The Fastest Way to AGI: LLMs + Tree Search – Demis Hassabis (Google DeepMind CEO)
Summary
TLDRThe speaker believes that large language models will likely form a key component of future AGI systems, but additional planning and search capabilities will need to be layered on top to enable goal-oriented behavior. He argues that leveraging existing data and models as a starting point will allow for quicker progress compared to a purely reinforcement learning approach. However, specifying the right objectives and rewards remains an open challenge when expanding beyond games to real-world applications. Overall the path forward involves improving predictive models of the world and combining them with efficient search to explore massive spaces of possibilities.
Takeaways
- 😀 AGI will likely require large language models as a component, but additional planning and search capabilities will also be needed on top.
- 👍 Using existing knowledge and data to bootstrap learning in models seems more promising than learning purely from scratch.
- 😮 More efficient search methods can reduce compute requirements - improving the world model allows more effective search.
- 🤔 Defining the right rewards and goals is challenging for real world systems compared to games with clear winning conditions.
- 🚀 There is great potential in adding tree search planning capabilities on top of large language models.
- 🔢 Combining scalable algorithms like Transformers to ingest knowledge, with search and planning holds promise.
- 😥 Current large models may be missing the ability to chain thoughts or reasoning together with search.
- 📈 Keep improving large models to make them better world models - a key piece.
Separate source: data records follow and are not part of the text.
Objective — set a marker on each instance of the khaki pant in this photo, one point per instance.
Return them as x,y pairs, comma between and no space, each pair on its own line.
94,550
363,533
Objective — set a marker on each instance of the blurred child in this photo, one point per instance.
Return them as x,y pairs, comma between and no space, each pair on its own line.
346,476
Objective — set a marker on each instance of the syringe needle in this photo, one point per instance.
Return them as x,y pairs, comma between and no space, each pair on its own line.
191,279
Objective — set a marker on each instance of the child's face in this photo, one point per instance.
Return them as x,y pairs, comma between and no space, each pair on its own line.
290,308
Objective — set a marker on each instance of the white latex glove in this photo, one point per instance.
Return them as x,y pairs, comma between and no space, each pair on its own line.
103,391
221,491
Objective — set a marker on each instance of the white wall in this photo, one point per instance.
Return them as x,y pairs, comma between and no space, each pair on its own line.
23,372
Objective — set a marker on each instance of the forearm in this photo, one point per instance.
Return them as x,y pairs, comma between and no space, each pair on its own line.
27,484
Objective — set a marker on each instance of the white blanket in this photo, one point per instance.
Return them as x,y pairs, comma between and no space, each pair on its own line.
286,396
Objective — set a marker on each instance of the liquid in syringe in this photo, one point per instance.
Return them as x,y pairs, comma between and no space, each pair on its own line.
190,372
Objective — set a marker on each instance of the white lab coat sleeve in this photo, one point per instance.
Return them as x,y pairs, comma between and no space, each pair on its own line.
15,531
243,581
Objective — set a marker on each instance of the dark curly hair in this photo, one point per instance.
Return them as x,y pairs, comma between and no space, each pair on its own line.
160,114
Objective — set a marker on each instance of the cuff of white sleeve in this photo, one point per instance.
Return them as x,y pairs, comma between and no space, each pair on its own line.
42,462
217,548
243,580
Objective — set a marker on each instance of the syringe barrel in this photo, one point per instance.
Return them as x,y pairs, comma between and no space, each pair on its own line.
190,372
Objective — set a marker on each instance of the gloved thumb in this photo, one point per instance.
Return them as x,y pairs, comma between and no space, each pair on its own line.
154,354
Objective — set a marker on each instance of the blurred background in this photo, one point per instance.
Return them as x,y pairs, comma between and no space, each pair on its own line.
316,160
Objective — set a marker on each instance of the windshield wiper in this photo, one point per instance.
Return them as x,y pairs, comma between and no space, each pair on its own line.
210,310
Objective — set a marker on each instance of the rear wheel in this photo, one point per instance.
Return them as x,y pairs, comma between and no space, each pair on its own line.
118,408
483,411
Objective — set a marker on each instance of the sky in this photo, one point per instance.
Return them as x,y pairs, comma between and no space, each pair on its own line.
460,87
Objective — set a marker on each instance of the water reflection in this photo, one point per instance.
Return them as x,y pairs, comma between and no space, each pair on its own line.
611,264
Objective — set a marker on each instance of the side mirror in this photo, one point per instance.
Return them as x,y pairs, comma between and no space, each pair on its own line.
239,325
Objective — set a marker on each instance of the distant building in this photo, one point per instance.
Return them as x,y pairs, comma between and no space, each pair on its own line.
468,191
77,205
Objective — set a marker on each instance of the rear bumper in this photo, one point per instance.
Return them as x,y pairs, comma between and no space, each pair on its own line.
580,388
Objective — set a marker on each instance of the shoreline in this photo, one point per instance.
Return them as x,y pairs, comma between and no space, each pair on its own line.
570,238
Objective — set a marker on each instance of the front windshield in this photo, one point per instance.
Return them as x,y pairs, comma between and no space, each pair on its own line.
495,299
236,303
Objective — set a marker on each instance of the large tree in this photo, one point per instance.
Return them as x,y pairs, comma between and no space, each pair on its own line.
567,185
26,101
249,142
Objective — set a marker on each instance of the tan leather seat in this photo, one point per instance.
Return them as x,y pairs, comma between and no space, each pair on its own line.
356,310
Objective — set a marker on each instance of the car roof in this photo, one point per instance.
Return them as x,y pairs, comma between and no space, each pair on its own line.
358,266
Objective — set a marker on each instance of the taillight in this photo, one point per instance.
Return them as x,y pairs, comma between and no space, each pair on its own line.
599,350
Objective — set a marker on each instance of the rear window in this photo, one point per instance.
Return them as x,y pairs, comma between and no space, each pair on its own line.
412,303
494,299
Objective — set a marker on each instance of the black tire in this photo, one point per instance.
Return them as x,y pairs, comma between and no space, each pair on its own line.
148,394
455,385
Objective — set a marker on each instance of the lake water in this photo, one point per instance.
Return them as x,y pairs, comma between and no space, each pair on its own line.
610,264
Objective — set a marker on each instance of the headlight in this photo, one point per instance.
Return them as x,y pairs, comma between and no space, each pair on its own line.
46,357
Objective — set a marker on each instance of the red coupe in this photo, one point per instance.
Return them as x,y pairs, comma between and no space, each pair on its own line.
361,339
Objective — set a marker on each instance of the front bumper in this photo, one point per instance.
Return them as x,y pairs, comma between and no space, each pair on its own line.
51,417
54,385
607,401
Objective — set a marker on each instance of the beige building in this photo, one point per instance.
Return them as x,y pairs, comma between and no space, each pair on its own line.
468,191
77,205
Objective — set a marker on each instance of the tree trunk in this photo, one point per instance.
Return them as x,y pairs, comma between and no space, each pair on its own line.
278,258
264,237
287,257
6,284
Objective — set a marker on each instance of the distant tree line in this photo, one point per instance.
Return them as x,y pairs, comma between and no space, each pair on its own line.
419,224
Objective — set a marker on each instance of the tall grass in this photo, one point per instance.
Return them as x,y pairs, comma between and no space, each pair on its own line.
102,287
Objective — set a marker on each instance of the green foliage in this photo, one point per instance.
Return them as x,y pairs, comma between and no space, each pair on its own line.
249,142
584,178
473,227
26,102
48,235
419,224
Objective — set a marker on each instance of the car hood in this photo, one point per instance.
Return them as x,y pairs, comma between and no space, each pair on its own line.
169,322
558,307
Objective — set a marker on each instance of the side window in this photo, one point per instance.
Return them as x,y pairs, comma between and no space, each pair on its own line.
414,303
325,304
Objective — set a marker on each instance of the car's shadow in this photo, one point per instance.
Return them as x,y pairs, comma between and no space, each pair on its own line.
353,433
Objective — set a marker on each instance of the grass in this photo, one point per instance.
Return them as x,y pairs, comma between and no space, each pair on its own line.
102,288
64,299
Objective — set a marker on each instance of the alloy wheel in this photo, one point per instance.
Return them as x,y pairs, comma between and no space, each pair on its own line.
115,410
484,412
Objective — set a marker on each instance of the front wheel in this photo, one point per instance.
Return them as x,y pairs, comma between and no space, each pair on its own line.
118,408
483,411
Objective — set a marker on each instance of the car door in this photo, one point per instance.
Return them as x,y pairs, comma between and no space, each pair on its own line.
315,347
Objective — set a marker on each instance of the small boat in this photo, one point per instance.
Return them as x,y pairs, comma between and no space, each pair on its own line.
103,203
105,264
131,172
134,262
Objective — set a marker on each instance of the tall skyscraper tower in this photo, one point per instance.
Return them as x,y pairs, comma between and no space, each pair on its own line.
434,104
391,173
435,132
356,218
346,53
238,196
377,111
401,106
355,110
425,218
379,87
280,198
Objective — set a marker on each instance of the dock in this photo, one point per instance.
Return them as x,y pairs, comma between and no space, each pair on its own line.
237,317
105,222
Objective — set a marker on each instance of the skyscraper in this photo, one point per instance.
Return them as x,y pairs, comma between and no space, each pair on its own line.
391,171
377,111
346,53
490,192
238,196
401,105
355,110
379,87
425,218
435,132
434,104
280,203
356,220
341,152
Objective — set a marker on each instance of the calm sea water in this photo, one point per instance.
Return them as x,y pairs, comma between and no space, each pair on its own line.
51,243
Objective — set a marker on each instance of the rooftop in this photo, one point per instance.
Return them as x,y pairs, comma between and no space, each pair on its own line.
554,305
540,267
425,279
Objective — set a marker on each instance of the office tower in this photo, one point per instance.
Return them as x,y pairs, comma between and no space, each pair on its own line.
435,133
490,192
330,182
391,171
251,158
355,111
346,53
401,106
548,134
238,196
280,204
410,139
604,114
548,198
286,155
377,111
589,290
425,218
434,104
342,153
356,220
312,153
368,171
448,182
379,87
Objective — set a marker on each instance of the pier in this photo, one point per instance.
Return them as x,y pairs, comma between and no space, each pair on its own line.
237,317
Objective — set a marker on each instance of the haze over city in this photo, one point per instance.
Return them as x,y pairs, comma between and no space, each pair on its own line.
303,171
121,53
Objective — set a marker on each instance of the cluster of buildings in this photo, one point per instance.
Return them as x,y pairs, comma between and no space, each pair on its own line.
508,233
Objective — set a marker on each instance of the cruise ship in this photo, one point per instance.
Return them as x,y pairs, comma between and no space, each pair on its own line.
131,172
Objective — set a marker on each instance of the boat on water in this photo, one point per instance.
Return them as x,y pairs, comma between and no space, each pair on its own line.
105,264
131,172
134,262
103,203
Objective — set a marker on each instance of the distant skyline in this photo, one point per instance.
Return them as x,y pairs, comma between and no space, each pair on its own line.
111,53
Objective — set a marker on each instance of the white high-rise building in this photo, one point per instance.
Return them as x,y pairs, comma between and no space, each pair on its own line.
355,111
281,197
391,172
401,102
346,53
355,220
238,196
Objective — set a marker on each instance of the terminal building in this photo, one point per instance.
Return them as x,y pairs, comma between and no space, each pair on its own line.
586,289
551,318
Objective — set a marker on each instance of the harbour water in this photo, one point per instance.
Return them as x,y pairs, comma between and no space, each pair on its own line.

- 👀 Some are exploring building all knowledge purely from reinforcement learning, but this may not be the fastest path.
- 💡 The final AGI system will likely involve both learned prior knowledge and new on-top mechanisms.
Q & A
What systems has DeepMind pioneered that can think through different steps to achieve a goal?
-DeepMind has pioneered systems like AlphaZero that can think through different possible moves in games like chess and Go to try to win the game. It uses a planning mechanism on top of a world model to explore massive spaces of possibilities.
What does the speaker believe are the necessary components of an AGI system?
-The speaker believes the necessary components of an AGI system are: 1) Large models that are accurate predictors of the world, 2) Planning mechanisms like AlphaZero that can make concrete plans to achieve goals using the world model, and 3) Possibly search algorithms to chain lines of reasoning and explore possibilities.
What potential does the speaker see for AGI to come from a pure reinforcement learning approach?
-The speaker thinks theoretically it's possible for AGI to emerge entirely from a reinforcement learning approach with no priors or data given to the system initially. However, he believes the quickest and most plausible path is to use existing knowledge and scalable algorithms like Transformers to ingest information to bootstrap the learning.
How can systems like AlphaZero be more efficient in their search compared to brute force methods?
-By having a richer, more accurate world model, AlphaZero can make strong decisions by searching far fewer possibilities than brute force methods that lack an accurate model. This suggests improving the world model allows more efficient search.
What challenge exists in defining reward functions for real-world systems compared to games?
-Games have clear reward functions like winning the game or increasing the score. But specifying the right rewards and goals in a general yet specific way for real-world systems is more challenging.
What benefit did DeepMind gain from using games as a proving ground for its algorithms?
-Games provided an efficient research domain with clearly defined reward functions in terms of winning or scoring. This made them ideal testbeds before tackling real-world complexity.
How might search mechanisms explore the possibilities generated by large language models?
-They could chain together lines of reasoning produced by the LLMs, using search to traverse trees of possibilities originating from the models' outputs.
Do LLMs have inherent goals and rewards driving their behavior?
-No, LLMs themselves don't have inherent goals and rewards. They produce outputs based on their training, requiring search/planning mechanisms and predefined goals/rewards to drive purposeful, goal-oriented behavior.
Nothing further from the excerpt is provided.